LACMA Condo Tower Plan Angers Angelenos

A rendering of Peter Zumthor's LACMA redesign. Photo: Atelier Peter Zumthor & Partner.
A rendering of Peter Zumthor's LACMA redesign. Photo: Atelier Peter Zumthor & Partner.

The Los Angeles County Museum of Art (LACMA) could look very different in nine years, if director Michael Govan has his way. As reported by the Los Angeles Times, Govan has outlined his ambitious vision for an expansion that would add a skyscraper across the Boulevard from the museum, in addition to existing plans to replace the institution’s current seven-building campus with an integrated, elevated, 410,000 square-foot building designed by Swiss architect Peter Zumthor.

Even before factoring in the tower, the projected costs for such a project are between $750,000 million and $1 billion, and are already drawing criticism from concerned Angelenos in the form of letters to the editor of the LA Times. The Zumthor building will be owned by Los Angeles County, and Govan is hoping to generate a fifth of the necessary funds from taxpayer dollars. The museum is aiming to complete the expansion by 2023, to coincide with the planned opening of a new subway stop under the high-rise that would bring visitors directly to the institution’s door.

The previously announced Zumthor plan is already ripe for controversy, as it does away with buildings that are named after major museum donors and could be considered historically significant. Despite the massive scale of the project, LACMA would only gain 50,000 square feet of exhibition space from the plan, which ingeniously elevates the museum above Wilshire Boulevard in order to avoid interfering with the neighboring prehistoric site, the La Brea Tar Pits (see artnet News report).
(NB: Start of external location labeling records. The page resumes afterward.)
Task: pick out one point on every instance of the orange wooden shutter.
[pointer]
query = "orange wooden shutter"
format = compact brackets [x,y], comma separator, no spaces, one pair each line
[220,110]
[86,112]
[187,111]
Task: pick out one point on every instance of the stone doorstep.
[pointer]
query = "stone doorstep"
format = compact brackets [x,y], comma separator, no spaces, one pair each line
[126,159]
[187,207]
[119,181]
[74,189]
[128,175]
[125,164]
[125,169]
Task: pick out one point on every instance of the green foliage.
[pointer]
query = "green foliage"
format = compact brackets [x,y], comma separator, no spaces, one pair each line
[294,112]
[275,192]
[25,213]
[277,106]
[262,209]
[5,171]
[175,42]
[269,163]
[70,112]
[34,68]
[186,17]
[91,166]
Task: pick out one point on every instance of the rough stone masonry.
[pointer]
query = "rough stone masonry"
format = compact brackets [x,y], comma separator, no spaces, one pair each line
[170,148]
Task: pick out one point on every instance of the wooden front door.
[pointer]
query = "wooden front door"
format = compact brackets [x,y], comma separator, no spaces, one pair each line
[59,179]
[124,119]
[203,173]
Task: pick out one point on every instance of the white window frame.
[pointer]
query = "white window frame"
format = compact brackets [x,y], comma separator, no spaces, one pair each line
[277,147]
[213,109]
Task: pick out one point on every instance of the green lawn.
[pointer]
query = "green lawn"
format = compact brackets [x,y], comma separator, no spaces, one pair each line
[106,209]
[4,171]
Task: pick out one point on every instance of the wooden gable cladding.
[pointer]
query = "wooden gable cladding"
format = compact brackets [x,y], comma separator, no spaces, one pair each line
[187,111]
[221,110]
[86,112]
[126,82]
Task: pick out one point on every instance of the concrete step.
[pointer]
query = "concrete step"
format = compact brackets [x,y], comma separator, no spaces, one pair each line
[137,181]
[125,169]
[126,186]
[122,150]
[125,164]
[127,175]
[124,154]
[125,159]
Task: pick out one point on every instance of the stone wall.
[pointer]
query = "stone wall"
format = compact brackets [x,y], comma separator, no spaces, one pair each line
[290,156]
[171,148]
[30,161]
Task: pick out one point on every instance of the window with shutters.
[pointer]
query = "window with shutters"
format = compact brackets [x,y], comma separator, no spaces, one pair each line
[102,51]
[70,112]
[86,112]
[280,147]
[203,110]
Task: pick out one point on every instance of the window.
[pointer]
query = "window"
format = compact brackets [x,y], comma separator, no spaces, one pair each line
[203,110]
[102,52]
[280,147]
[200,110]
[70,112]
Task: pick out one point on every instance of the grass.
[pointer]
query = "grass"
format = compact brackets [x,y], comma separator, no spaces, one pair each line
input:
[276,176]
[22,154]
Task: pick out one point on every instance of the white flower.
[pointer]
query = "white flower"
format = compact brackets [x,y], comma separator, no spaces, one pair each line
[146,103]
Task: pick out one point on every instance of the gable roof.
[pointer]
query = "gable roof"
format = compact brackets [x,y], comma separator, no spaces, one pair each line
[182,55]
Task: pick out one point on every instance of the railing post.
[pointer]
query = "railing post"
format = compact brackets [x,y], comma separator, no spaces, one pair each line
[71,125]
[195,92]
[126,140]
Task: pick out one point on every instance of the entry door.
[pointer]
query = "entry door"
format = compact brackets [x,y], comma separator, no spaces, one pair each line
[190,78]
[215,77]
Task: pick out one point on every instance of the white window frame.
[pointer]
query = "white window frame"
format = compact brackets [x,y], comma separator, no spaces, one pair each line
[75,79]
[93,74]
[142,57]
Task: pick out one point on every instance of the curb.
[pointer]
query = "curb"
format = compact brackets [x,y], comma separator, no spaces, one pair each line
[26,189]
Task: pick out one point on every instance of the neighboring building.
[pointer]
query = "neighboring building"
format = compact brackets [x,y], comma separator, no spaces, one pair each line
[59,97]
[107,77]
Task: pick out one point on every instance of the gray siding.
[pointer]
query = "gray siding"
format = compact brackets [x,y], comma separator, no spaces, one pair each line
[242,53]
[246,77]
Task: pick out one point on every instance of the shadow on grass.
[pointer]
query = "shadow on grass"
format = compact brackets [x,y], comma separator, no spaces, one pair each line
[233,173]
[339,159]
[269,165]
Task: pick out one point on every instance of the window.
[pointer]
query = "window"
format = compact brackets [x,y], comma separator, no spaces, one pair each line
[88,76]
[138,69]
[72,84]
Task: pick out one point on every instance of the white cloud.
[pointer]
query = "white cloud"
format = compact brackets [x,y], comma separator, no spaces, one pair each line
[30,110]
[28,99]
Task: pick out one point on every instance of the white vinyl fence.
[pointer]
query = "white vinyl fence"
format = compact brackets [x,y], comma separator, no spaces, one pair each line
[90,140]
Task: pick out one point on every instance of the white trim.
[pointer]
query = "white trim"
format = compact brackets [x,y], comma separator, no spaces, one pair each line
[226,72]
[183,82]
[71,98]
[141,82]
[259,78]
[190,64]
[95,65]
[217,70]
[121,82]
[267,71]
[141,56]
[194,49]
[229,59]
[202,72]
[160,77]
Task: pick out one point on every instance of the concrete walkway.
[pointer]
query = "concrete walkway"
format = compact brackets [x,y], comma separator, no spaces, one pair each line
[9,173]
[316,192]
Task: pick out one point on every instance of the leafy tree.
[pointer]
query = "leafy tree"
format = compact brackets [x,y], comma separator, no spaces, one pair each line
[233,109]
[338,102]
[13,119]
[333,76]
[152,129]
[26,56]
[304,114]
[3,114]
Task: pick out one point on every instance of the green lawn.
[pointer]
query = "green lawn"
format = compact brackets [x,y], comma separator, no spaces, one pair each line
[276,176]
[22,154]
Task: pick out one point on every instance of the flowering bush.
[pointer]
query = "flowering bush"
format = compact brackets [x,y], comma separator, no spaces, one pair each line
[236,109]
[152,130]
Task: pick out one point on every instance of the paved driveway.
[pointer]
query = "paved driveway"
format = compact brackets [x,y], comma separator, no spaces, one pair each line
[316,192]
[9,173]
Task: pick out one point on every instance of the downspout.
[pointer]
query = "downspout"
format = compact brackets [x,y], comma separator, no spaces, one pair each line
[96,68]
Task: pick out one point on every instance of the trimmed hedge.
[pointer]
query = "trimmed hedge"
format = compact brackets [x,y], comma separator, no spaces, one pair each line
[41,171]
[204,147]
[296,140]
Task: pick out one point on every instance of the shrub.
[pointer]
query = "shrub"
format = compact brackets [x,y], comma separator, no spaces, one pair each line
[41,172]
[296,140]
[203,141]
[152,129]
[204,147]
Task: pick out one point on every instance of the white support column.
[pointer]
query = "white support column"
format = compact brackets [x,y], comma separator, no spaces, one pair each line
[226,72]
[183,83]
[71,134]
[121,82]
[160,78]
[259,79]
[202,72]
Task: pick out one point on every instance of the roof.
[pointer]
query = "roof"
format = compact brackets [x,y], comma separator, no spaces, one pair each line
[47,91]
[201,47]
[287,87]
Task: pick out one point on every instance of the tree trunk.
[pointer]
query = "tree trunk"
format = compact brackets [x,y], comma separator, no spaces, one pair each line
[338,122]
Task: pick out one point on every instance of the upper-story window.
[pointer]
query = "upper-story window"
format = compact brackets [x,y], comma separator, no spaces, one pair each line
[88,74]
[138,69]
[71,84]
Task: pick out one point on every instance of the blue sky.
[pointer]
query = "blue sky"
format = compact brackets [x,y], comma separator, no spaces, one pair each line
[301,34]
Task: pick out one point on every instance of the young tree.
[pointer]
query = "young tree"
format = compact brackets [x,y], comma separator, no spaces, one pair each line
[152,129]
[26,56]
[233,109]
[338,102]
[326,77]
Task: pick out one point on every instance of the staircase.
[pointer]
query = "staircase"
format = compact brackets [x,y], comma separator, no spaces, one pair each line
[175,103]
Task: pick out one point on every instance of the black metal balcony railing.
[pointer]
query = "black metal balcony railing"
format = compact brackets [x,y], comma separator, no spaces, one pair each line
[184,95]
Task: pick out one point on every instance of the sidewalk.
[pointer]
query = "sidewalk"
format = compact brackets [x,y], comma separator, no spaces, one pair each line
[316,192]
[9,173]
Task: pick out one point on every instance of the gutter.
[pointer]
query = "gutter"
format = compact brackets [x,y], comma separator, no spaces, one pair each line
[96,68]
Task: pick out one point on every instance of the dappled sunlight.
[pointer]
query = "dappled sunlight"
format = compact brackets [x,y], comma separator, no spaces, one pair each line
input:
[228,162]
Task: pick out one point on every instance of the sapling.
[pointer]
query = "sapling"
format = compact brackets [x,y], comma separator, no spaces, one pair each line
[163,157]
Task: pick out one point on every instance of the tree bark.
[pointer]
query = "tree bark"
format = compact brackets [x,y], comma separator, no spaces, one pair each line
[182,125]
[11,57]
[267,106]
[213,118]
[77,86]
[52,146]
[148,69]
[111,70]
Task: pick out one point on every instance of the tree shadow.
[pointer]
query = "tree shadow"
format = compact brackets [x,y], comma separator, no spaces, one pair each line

Govan hopes to enlist Frank Gehry to design the tower, which could potentially house the architect’s archives, in addition to a new architecture and design wing for the museum. Potentially, the city’s Architecture and Design Museum, which is being displaced by the site’s subway construction, could also make its home there. The upper levels would likely house a hotel and condominiums—a scheme not dissimilar to one underway at New York’s MoMA. Only part of the property belongs to LACMA, and the museum would have to get the other property owners to agree to the plan.

“There’s good reason to build a major development there,” Govan told the LA Times. “You’ve got subway access and density on Wilshire. My dream is some beautiful piece of architecture with an architecture and design museum at the base, which would add to Museum Row.”